- - - -- - - -- - - -- - - -- - - -- - - -Jornal do Commercio - Recife, 23 de dezembro de 1998

HARDWARE VI
O lado ruim: a LER como efeito

Elas são consideradas doenças do mundo contemporâneo, devido à modernização e automatização dos locais de trabalho. As antigas Lesões por Esforço Repetitivo (L.E.R.) hoje são chamadas de Disfunções Osteomusculares Relacionadas ao Trabalho, ou DORT. A mudança de nome deve-se à principal característica das DORTs, o desequilíbrio no uso dos tendões e articulações.

"Mudou-se o nome porque a lesão não existe de fato. O que acontece é o excesso de movimentos repetidamente. Disfunção é um termo mais exato", explica o médico Guilherme Cerqueira, ortopedista há 17 anos. Qualquer pessoa que exerça um movimento contínuo, preciso e repetitivo está sujeito a sofrer de alguma DORT. Elas ocorrem com maior freqüência entre caixas de banco e supermercado, músicos, dentistas, escriturários e informatas. Nestes últimos, o teclado não é a causa única das DORTs.

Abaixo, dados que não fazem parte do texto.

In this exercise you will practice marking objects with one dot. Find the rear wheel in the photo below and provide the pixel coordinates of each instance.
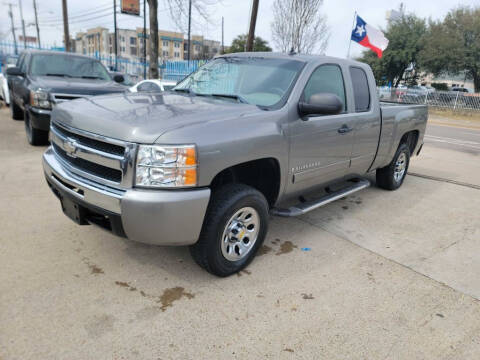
(15, 111)
(391, 177)
(234, 228)
(35, 137)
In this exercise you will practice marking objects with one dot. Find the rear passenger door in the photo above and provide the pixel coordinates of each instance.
(368, 123)
(321, 145)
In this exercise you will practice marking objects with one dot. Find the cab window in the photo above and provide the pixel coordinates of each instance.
(326, 79)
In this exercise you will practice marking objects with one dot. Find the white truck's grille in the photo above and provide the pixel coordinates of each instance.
(104, 160)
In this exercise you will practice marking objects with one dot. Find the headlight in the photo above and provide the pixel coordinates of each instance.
(39, 98)
(166, 166)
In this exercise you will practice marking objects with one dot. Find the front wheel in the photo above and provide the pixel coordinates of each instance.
(234, 228)
(391, 177)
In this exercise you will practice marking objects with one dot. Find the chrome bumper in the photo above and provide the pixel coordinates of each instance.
(158, 217)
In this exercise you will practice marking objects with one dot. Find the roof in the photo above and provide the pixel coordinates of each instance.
(51, 52)
(300, 57)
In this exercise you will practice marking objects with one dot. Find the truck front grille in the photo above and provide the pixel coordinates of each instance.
(95, 144)
(88, 166)
(106, 161)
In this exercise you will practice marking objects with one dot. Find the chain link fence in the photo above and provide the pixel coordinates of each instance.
(453, 100)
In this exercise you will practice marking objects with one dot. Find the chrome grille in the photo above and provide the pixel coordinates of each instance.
(103, 160)
(59, 98)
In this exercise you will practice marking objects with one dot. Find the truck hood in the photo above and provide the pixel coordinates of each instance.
(76, 85)
(144, 117)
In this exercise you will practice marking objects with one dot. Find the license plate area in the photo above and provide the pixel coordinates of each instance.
(74, 211)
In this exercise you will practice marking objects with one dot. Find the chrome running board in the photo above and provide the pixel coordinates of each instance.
(305, 207)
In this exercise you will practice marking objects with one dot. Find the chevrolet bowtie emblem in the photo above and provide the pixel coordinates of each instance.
(70, 147)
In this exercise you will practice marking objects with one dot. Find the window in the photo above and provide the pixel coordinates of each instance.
(326, 79)
(361, 91)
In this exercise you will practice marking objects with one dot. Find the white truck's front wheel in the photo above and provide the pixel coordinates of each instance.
(234, 228)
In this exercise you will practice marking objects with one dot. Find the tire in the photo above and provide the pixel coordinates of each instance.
(35, 137)
(15, 111)
(391, 177)
(233, 209)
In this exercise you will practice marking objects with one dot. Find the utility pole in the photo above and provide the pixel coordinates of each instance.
(189, 29)
(23, 24)
(253, 21)
(36, 23)
(144, 39)
(223, 47)
(66, 33)
(115, 41)
(10, 12)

O uso excessivo do mouse também pode contribuir para o desenvolvimento das doenças, já que o equipamento concentra suas ações a partir do movimento repetido de dois dedos - os modelos ergonômicos ajudam a minimizar esses efeitos. Como envolvem uma atividade profissional, as DORTs são consideradas doenças do trabalho, por serem provocadas em locais pouco estruturados e com equipamento inadequado para a realização das tarefas.

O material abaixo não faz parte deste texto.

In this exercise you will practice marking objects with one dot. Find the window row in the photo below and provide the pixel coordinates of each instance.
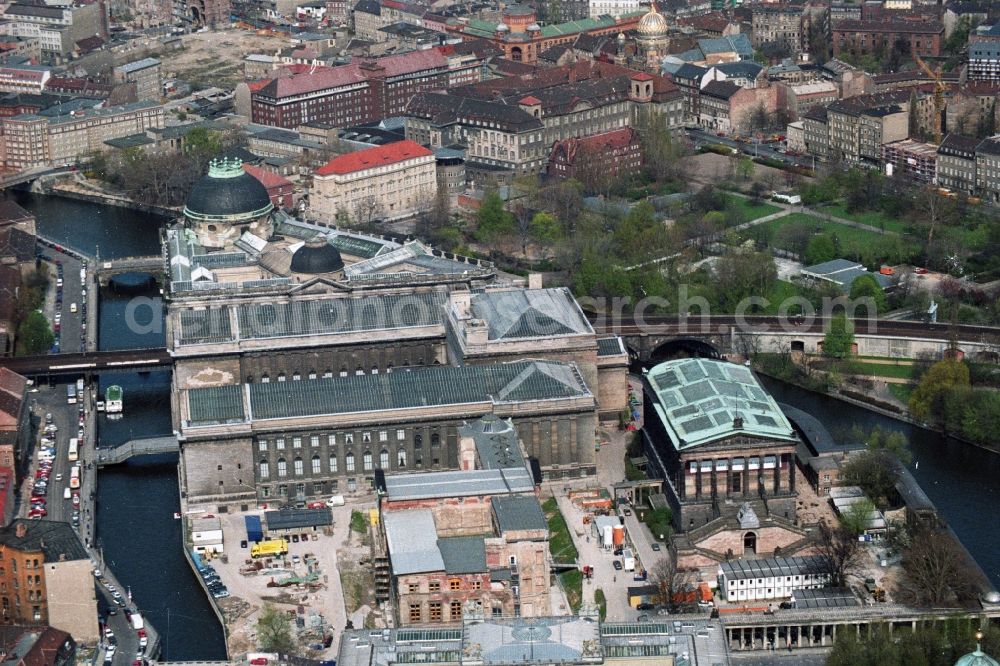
(333, 463)
(366, 437)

O crescimento da incidência dos DORT tem gerado também um maior interesse em sua origem, causas e possíveis soluções. Nos Estados Unidos, as indenizações e compensações financeiras variam entre US$ 3.500,00 a US$ 35.000,00 por caso. A maioria dos pacientes das DORTs está na fase mais produtiva de suas carreiras, entre os 25 e 35 anos de idade.

Dos vinte pacientes que Guilherme Cerqueira atende diariamente em seu consultório, 20% são vítimas das DORTs. "As firmas têm começado a tratar, realmente, seus funcionários, pois acabam sendo prejudicadas com as faltas e a queda da produtividade", comenta o médico.

As grandes causas para as DORT são duas, além da repetição de tarefas: força excessiva e postura incorreta. Os sintomas mais característicos são dores provenientes de inflamações das estruturas ósseas, músculos ou tendões, podendo até serem fruto, em casos extremos, de compressão de nervos. "Elas não chegam a atingir a estrutura do osso, a não ser quando começam a incomodar a coluna", afirma Cerqueira.

O tratamento para as DORTs envolve elementos químicos, os anti-inflamatórios, e exercícios físicos, representados pela fisioterapia. "Movimentar o corpo é fundamental para quem quer se curar, ou pelo menos aliviar suas dores", esclarece Paula Asfora, fisioterapeuta há dez anos na clínica FisioForma. Por dia, 160 pessoas passam pela clínica e desses, pelo menos 30% estão em tratamento de DORTs. Paula Asfora explica: "De acordo com cada caso montamos a grade de exercícios. Geralmente são sessões diárias de 50 minutos, onde a potência depende do grau de inflamação de cada paciente".

O tratamento dá bons resultados segundo muitos pacientes. Sheila Comber, 43, presta assessoria a empresas em engenharia de qualidade, e está agora se recuperando de uma tendinite nos pulsos: "Essa minha dor começava no meio do polegar e ia até o braço, e se alguem me tocava no braço eu sentia como se fosse um choque elétrico indo do pulso ao polegar."

Sheila teve que interromper sua rotina de trabalho porque não podia dirigir, digitar ou usar o mouse sem sentir dor. Osmédicos que lhe receitaram usar uma digitala, que imobiliza os pulsos mas permite o uso das mãos, e até engessaram seus antebraços, sem que a dor fosse embora definitivamente.

Mas depois do tratamento com anti-inflamatórios e fisioterapia diária, que incluiu exercícios de alongamento, uso de ultrassom e ondas curtas, seus pulsos voltaram ao normal. "Já voltei a trabalhar e vou até encarar uma ginástica", disse.